PyTorch allows us to save a "checkpoint" that essentially acts as a snapshot of our model. We need to save the state_dict
in the checkpoint to do this. The state dict
contains the learned weights that our model learned during training. So we can use our model to predict or test our model without having to train it again. Note that you can use this checkpoint to pause training and result later by saving your optimizer and scheduler (if learning decay was used) states as well.
# Setting destination directory to None saves the checkpoint in the current directory
dest_dir = None
def save_model(trained_model,hidden_units,output_units,dest_dir,model_arch,class_to_idx):
'''
This saves the model's state_dict, as well as a few other details that will help with loading the model for later use.
'''
model_checkpoint = {'model_arch':model_arch,
'clf_input':25088,
'clf_output':output_units,
'clf_hidden':hidden_units,
'state_dict':trained_model.state_dict(),
'model_class_to_idx':class_to_idx,
}
if dest_dir:
torch.save(model_checkpoint,dest_dir+"/"+model_arch+"_checkpoint.pth")
print(f"{model_arch} successfully saved to {dest_dir}")
else:
torch.save(model_checkpoint,model_arch+"_checkpoint.pth")
print(f"{model_arch} successfully saved to current directory as {model_arch}_checkpoint.pth")
save_model(model,hidden_units,no_output_categories,dest_dir,'vgg16_bn',class_to_idx)
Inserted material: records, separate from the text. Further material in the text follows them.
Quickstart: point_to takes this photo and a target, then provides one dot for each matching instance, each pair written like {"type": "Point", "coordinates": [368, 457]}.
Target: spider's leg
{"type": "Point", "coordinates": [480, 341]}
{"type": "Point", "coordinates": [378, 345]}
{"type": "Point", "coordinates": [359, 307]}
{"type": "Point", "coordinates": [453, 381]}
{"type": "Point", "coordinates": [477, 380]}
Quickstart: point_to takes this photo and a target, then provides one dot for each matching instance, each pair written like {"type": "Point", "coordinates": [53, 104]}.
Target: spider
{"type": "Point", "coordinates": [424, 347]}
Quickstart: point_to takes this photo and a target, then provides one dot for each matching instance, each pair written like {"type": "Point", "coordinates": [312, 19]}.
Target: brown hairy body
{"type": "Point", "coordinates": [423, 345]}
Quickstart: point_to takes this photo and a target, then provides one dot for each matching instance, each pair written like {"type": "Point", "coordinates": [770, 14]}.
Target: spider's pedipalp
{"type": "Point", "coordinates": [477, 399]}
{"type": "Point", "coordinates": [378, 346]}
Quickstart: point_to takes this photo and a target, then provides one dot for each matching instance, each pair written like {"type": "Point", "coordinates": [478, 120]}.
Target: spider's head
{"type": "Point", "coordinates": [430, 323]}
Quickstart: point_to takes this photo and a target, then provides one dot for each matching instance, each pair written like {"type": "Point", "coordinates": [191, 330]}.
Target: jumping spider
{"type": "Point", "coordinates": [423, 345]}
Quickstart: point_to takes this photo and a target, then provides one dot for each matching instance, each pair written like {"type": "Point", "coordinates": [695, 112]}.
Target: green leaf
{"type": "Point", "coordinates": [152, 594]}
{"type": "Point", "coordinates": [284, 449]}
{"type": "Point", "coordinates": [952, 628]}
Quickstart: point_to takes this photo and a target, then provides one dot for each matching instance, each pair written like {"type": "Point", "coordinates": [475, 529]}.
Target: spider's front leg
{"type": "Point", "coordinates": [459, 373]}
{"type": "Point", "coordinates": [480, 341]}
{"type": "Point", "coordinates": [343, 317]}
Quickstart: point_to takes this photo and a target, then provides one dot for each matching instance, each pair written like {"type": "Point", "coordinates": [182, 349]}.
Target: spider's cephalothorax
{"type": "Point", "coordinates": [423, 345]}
checkpoint = 'vgg16_bn_checkpoint.pth'
def load_checkpoint(filepath,device):
'''
Inputs...
Filepath: location of checkpoint
Device: "gpu" or "cpu"
Returns:
No. Input units, No. Output units, No. Hidden Units, State_Dict
'''
# Loading on GPU If available
if device=="gpu":
map_location=lambda device, loc: device.cuda()
else:
map_location='cpu'
checkpoint = torch.load(f=filepath,map_location=map_location)
return checkpoint['model_arch'],checkpoint['clf_input'], checkpoint['clf_output'], checkpoint['clf_hidden'],checkpoint['state_dict'],checkpoint['model_class_to_idx']
model_arch,input_units, output_units, hidden_units, state_dict, class_to_idx = load_checkpoint(checkpoint,device)
model.load_state_dict(state_dict)
Just for fun :).
test_accuracy = 0
for images,labels in test_dataloader:
model.eval()
model.to(device)
images,labels = images.to(device),labels.to(device)
log_ps = model.forward(images)
ps = torch.exp(log_ps)
top_ps,top_class = ps.topk(1,dim=1)
matches = (top_class == labels.view(*top_class.shape)).type(torch.FloatTensor)
accuracy = matches.mean()
test_accuracy += accuracy
model.train()
print(f'Model Test Accuracy: {test_accuracy/len(test_dataloader)*100:.2f}%')
Below we will use our model to predict/infer classes from whatever images we want.
First step: preprocessing the images. Remember when we defined the data transformations for our training/testing data? We have to do the same thing on an image-by-image basis. We will use functions to preprocess our image and predict classes. That way, all we have to do to predict classes of images is to tell our functions where our image files are, and the data will be preprocessed and passed through our network easily.
We're using PIL to load images. Color channels of images are typically encoded as integers 0-255, but the model expected floats 0-1, normalized to specific means and standard deviations. We're going to convert the values to numpy arrays that we can work with and manipulate, then convert them to tensors that can be passed into our network.
# This is the location of the image file that we're going to work with
practice_img = './flowers/test/99/image_07833.jpg'
def process_image(image):
'''
Scales, crops, and normalizes a PIL image for a PyTorch model,
Input: filepath to image
Returns: NumPy Array of the image to be passed into the predict function
'''
# Open image
im = Image.open(image).convert('RGB')
# Resize keeping aspect ratio
im.thumbnail(size=(256,256))
# Get dimensions
width, height = im.size
# Set new dimensions for center crop
new_width,new_height = 224,224
left = (width - new_width)/2
top = (height - new_height)/2
right = (width + new_width)/2
bottom = (height + new_height)/2
im = im.crop((left, top, right, bottom))
# Convert to tensor & normalize
transf_tens = transforms.ToTensor()
transf_norm = transforms.Normalize([0.485, 0.456, 0.406],[0.229, 0.224, 0.225])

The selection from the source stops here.